Equivalent anisotropic permeability of shale rocks: Effect of micro-fractures

Abstract

Abstract The extensive opening-mode micro-fractures, including horizontal bedding fractures and vertical structural fractures, are prevalent in shale rocks. Because of a huge difference with many orders of magnitude in permeability from the nearly impermeable shale matrix and those highly conductive micro-fractures, the micro-fractures are believed to contribute substantially to the macro-scale anisotropic flow properties of shale. Nevertheless, up to the present day, there has been no comprehensive research on this topic. Previous works simply employed a fixed pattern of micro-fractures and did their simulations.

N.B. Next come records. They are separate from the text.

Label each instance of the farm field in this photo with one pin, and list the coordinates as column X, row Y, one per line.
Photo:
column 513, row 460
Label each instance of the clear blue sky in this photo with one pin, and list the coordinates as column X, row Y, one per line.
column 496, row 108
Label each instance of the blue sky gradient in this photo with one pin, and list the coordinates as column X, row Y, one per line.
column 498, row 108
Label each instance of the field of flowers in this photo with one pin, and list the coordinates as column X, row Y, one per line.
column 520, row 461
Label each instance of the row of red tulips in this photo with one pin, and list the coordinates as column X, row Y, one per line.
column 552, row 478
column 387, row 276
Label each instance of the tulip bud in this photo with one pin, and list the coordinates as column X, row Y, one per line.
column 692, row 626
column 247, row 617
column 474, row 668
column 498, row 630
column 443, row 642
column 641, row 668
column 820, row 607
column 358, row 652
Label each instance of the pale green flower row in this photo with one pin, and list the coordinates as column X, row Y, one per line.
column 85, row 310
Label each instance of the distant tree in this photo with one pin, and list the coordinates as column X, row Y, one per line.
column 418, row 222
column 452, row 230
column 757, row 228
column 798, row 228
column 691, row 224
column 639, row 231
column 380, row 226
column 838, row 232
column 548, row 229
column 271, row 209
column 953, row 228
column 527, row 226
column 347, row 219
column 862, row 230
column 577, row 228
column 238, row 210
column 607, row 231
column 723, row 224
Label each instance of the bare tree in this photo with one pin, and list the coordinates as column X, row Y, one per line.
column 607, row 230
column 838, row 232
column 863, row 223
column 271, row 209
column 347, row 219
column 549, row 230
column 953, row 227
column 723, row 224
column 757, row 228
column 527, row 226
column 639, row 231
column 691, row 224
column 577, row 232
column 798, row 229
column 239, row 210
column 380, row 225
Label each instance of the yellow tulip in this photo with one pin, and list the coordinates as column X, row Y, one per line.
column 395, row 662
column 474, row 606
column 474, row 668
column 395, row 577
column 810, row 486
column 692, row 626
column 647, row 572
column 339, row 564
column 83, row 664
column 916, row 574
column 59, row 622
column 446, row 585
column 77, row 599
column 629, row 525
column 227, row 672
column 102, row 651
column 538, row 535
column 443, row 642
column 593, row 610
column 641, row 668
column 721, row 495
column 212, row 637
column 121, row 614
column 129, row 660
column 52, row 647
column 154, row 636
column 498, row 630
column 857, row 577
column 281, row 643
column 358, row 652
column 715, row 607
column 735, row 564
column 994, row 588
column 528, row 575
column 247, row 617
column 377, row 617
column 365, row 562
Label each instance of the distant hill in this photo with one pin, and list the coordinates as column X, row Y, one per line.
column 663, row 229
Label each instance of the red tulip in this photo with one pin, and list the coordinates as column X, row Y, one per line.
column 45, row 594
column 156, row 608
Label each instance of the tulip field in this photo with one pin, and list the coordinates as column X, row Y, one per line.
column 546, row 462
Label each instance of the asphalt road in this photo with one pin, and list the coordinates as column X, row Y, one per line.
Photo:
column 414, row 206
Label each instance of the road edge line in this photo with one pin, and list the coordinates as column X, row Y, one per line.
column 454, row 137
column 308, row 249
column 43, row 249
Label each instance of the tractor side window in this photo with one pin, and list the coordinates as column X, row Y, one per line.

In this work, the finite difference method is employed to perform steady-state numerical simulation. The impact of micro-fractures on the flow capacity of shale rocks is characterized by the concept of normalized equivalent permeability. The concepts of bedding thickness, filling spacing and filling ratio are utilized to characterize the distribution pattern of horizontal bedding fractures. The length and number of vertical structural fractures are also considered. The validation of several simplistic scenarios against known results guarantees the correctness and accuracy of the numerical code. Comprehensive sensitivity analysis using realistic ranges of parameters based on literature is conducted for the two scenarios: (i) horizontal bedding fractures only, and (ii) horizontal bedding fractures and vertical structural fractures, moreover, both uniform and random distributions are discussed and then compared. Effects of bedding thickness, filling spacing and filling ratio of horizontal bedding fractures, the length and number of vertical structural fractures, the connectivity between horizontal bedding and vertical structural fractures, and the random distribution attribute of fractures on the anisotropic permeability of shale, including horizontal and vertical components, are discussed. This is the very first work that comprehensively investigates the effect of micro-fractures on the anisotropic permeability of shale rocks, which can help improve the understanding of the flow capacity of shale rocks and even the hydraulic properties of similar kinds of fractured material. Also, it is very useful for modeling the fluid flow to enhance oil/gas recovery in shale reservoirs.